London, Aug 29: A British inquest into the Paris car crash that killed Princess Diana is to be finally held six years after she died, a London newspaper reported today. Royal Coroner Michael Burgess is set to announce a date for the inquest next week, said the Daily Mirror.

"By early next week we should have a date," the tabloid quoted a local government spokesman as saying. The inquiry "is likely to start sooner rather than later", said the spokesman for the government council in surrey, south of London, where Diana's lover Dodi Fayed, who also died in the crash, is buried.

The Daily Mirror said Burgess was waiting to see if he can conduct a joint inquest on Diana and Dodi.

"It may be that both inquests are held by Burgess," said the spokesman. The paper said it was unsure whether the inquest would be held in public as the government and Buckingham Palace may argue that by doing so national security could be compromised.

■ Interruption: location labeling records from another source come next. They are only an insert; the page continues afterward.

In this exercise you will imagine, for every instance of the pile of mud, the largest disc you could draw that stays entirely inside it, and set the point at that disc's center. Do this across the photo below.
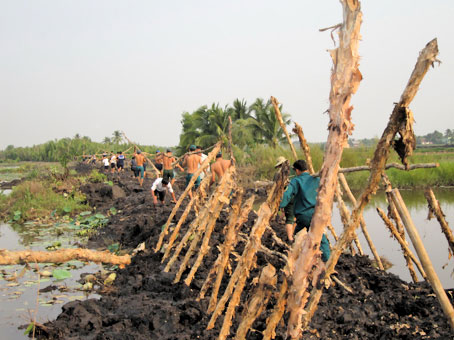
(145, 304)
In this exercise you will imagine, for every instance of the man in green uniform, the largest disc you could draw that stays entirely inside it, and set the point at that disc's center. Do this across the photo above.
(303, 189)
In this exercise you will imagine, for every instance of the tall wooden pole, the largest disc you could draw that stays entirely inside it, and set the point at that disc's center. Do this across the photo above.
(401, 118)
(352, 199)
(204, 165)
(277, 111)
(432, 276)
(434, 206)
(304, 146)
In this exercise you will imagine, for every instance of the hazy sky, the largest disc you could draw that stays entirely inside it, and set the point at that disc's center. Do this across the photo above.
(92, 67)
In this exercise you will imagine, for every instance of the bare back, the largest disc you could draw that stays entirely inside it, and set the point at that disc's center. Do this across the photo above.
(192, 162)
(219, 168)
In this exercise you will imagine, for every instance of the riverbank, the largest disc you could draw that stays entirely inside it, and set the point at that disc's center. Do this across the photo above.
(144, 304)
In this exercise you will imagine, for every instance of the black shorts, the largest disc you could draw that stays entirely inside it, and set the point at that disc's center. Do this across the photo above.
(160, 194)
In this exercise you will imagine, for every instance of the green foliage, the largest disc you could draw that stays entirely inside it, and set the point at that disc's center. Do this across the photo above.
(33, 199)
(256, 124)
(97, 177)
(88, 223)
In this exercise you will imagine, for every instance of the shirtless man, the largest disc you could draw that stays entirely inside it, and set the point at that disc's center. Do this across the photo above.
(159, 160)
(192, 162)
(219, 167)
(167, 161)
(140, 160)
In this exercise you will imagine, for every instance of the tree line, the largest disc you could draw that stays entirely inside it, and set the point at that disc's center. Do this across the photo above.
(252, 125)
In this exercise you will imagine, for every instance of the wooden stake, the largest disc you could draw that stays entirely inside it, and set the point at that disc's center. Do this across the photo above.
(282, 124)
(401, 117)
(435, 208)
(362, 223)
(204, 165)
(198, 197)
(424, 257)
(258, 301)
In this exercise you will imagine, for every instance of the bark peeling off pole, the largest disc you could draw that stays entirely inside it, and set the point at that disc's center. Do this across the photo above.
(258, 301)
(398, 118)
(345, 79)
(405, 249)
(277, 111)
(204, 165)
(62, 255)
(304, 146)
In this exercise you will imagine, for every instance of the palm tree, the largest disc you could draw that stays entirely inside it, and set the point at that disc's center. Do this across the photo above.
(240, 110)
(265, 126)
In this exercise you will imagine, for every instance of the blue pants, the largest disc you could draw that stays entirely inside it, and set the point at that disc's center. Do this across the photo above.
(301, 223)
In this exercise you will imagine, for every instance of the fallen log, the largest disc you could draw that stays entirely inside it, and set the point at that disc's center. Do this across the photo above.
(223, 199)
(231, 239)
(60, 256)
(238, 279)
(277, 112)
(204, 165)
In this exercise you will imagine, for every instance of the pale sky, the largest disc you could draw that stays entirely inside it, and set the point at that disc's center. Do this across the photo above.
(92, 67)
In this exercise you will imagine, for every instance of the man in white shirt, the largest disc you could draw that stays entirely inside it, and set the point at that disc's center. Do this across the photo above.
(159, 187)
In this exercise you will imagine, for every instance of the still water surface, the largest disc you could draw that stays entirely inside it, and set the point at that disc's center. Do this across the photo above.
(19, 300)
(430, 231)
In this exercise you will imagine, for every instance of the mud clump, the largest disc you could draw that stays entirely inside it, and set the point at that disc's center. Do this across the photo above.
(145, 303)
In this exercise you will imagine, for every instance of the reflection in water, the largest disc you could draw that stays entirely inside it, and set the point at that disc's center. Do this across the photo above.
(430, 232)
(17, 300)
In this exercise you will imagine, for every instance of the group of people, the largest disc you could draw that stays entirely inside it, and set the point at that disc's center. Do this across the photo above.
(112, 163)
(298, 203)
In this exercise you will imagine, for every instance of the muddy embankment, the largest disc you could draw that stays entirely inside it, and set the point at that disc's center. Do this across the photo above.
(145, 304)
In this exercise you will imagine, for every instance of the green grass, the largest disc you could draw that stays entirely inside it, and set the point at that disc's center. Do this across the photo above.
(36, 199)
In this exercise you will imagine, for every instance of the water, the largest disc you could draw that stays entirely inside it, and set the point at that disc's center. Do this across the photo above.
(20, 300)
(430, 232)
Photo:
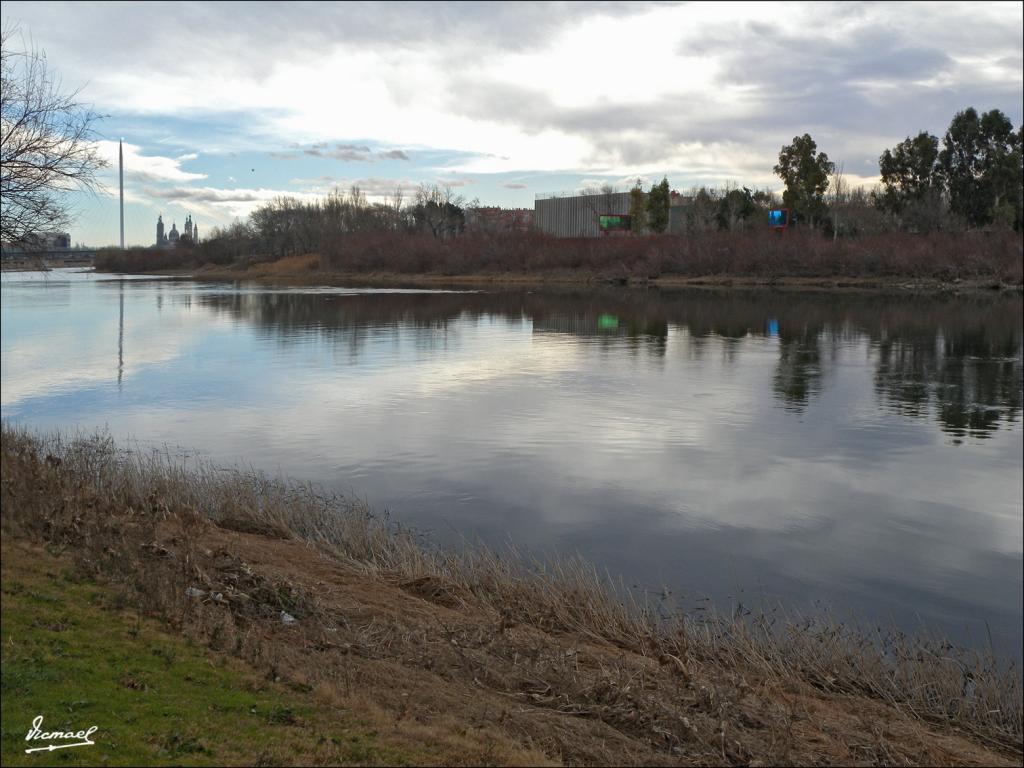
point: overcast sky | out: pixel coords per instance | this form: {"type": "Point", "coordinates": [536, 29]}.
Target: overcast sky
{"type": "Point", "coordinates": [222, 105]}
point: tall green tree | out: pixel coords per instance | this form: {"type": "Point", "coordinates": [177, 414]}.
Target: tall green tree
{"type": "Point", "coordinates": [806, 173]}
{"type": "Point", "coordinates": [735, 208]}
{"type": "Point", "coordinates": [981, 163]}
{"type": "Point", "coordinates": [657, 206]}
{"type": "Point", "coordinates": [638, 210]}
{"type": "Point", "coordinates": [909, 172]}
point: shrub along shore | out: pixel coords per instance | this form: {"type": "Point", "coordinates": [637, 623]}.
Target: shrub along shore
{"type": "Point", "coordinates": [536, 659]}
{"type": "Point", "coordinates": [938, 260]}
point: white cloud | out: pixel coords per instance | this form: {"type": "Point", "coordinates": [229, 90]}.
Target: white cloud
{"type": "Point", "coordinates": [146, 167]}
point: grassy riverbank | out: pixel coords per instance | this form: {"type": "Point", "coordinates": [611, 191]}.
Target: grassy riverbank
{"type": "Point", "coordinates": [923, 262]}
{"type": "Point", "coordinates": [483, 658]}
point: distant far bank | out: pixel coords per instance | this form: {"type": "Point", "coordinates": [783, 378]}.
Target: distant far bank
{"type": "Point", "coordinates": [931, 262]}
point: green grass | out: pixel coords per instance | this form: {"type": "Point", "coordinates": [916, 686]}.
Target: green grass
{"type": "Point", "coordinates": [157, 698]}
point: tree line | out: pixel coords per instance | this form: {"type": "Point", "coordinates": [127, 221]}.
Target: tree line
{"type": "Point", "coordinates": [975, 179]}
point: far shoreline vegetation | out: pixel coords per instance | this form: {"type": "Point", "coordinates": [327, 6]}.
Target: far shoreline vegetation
{"type": "Point", "coordinates": [939, 218]}
{"type": "Point", "coordinates": [315, 593]}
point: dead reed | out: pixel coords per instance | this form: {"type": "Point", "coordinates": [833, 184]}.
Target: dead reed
{"type": "Point", "coordinates": [85, 493]}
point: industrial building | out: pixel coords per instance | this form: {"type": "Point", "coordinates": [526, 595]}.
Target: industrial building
{"type": "Point", "coordinates": [577, 215]}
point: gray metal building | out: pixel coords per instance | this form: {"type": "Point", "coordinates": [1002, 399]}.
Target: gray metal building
{"type": "Point", "coordinates": [576, 216]}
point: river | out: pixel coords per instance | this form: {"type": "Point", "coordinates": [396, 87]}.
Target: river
{"type": "Point", "coordinates": [857, 454]}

Dodi's father, Egyptian-born tycoon Mohammed Al Fayed has long campaigned for a public inquiry, claiming the crash was the result of foul play.

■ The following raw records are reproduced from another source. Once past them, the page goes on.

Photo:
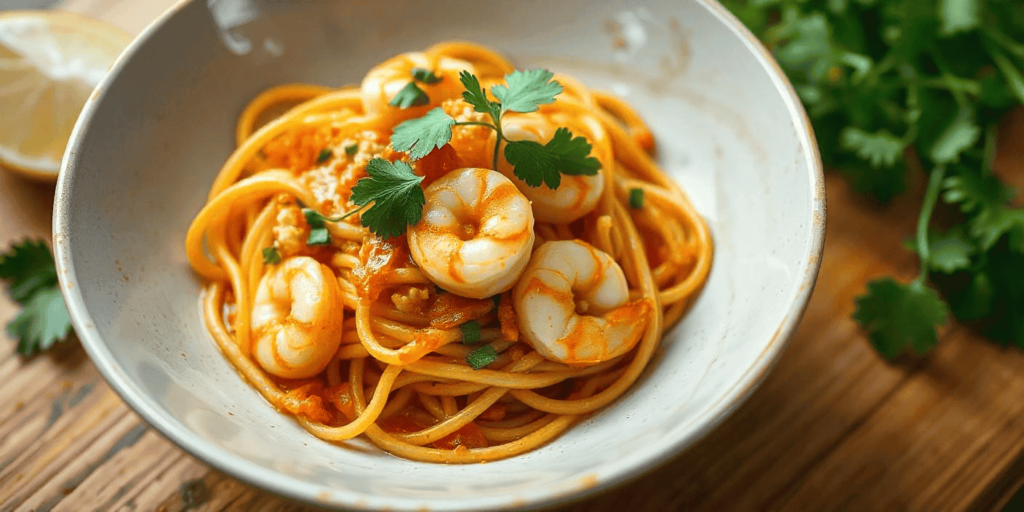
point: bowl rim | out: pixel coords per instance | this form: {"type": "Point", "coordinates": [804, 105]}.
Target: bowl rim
{"type": "Point", "coordinates": [629, 469]}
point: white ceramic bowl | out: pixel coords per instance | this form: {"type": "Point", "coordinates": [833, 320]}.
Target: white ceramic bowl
{"type": "Point", "coordinates": [141, 159]}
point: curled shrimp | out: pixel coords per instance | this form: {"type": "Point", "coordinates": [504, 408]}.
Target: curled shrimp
{"type": "Point", "coordinates": [572, 305]}
{"type": "Point", "coordinates": [296, 318]}
{"type": "Point", "coordinates": [476, 232]}
{"type": "Point", "coordinates": [385, 80]}
{"type": "Point", "coordinates": [577, 196]}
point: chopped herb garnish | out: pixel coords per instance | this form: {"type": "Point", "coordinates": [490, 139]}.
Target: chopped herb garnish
{"type": "Point", "coordinates": [411, 95]}
{"type": "Point", "coordinates": [318, 237]}
{"type": "Point", "coordinates": [271, 256]}
{"type": "Point", "coordinates": [32, 281]}
{"type": "Point", "coordinates": [470, 332]}
{"type": "Point", "coordinates": [481, 356]}
{"type": "Point", "coordinates": [534, 163]}
{"type": "Point", "coordinates": [425, 76]}
{"type": "Point", "coordinates": [397, 199]}
{"type": "Point", "coordinates": [636, 199]}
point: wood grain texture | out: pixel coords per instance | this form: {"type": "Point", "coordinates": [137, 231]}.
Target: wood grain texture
{"type": "Point", "coordinates": [833, 428]}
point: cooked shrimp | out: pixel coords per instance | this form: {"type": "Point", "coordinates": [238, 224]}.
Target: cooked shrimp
{"type": "Point", "coordinates": [296, 318]}
{"type": "Point", "coordinates": [577, 196]}
{"type": "Point", "coordinates": [572, 305]}
{"type": "Point", "coordinates": [386, 79]}
{"type": "Point", "coordinates": [476, 233]}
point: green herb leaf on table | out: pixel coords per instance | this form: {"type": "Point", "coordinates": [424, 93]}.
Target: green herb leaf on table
{"type": "Point", "coordinates": [422, 135]}
{"type": "Point", "coordinates": [958, 15]}
{"type": "Point", "coordinates": [32, 280]}
{"type": "Point", "coordinates": [410, 95]}
{"type": "Point", "coordinates": [42, 323]}
{"type": "Point", "coordinates": [28, 267]}
{"type": "Point", "coordinates": [950, 252]}
{"type": "Point", "coordinates": [397, 199]}
{"type": "Point", "coordinates": [564, 154]}
{"type": "Point", "coordinates": [888, 80]}
{"type": "Point", "coordinates": [526, 90]}
{"type": "Point", "coordinates": [960, 136]}
{"type": "Point", "coordinates": [481, 356]}
{"type": "Point", "coordinates": [881, 148]}
{"type": "Point", "coordinates": [900, 317]}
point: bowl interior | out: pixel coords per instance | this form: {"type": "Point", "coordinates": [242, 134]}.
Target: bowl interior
{"type": "Point", "coordinates": [141, 161]}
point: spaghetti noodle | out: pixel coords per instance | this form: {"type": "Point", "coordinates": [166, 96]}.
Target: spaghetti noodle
{"type": "Point", "coordinates": [352, 337]}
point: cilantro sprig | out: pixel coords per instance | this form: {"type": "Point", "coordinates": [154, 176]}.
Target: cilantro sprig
{"type": "Point", "coordinates": [886, 79]}
{"type": "Point", "coordinates": [392, 194]}
{"type": "Point", "coordinates": [534, 163]}
{"type": "Point", "coordinates": [32, 280]}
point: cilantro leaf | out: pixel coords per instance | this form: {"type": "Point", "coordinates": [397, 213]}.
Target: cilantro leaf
{"type": "Point", "coordinates": [422, 135]}
{"type": "Point", "coordinates": [949, 252]}
{"type": "Point", "coordinates": [881, 148]}
{"type": "Point", "coordinates": [395, 194]}
{"type": "Point", "coordinates": [958, 15]}
{"type": "Point", "coordinates": [990, 224]}
{"type": "Point", "coordinates": [900, 317]}
{"type": "Point", "coordinates": [527, 90]}
{"type": "Point", "coordinates": [957, 137]}
{"type": "Point", "coordinates": [1013, 76]}
{"type": "Point", "coordinates": [564, 154]}
{"type": "Point", "coordinates": [410, 95]}
{"type": "Point", "coordinates": [42, 323]}
{"type": "Point", "coordinates": [30, 272]}
{"type": "Point", "coordinates": [28, 268]}
{"type": "Point", "coordinates": [425, 76]}
{"type": "Point", "coordinates": [477, 97]}
{"type": "Point", "coordinates": [481, 356]}
{"type": "Point", "coordinates": [973, 190]}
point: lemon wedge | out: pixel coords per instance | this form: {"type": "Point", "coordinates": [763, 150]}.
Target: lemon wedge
{"type": "Point", "coordinates": [49, 65]}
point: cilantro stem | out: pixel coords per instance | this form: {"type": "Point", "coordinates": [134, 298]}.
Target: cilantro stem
{"type": "Point", "coordinates": [931, 197]}
{"type": "Point", "coordinates": [1005, 41]}
{"type": "Point", "coordinates": [498, 142]}
{"type": "Point", "coordinates": [472, 123]}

Dodi and Diana were in the back seat of a limousine - pursued by photographers on motorbikes - when it crashed inside a road tunnel in the French capital on August 31, 1997. Only Diana's bodyguard survived. French judges concluded that the crash was due to the fact that the driver had been drinking and the car was travelling too fast.

Diana was divorced from Britain's heir to the throne Prince Charles at the time of her death.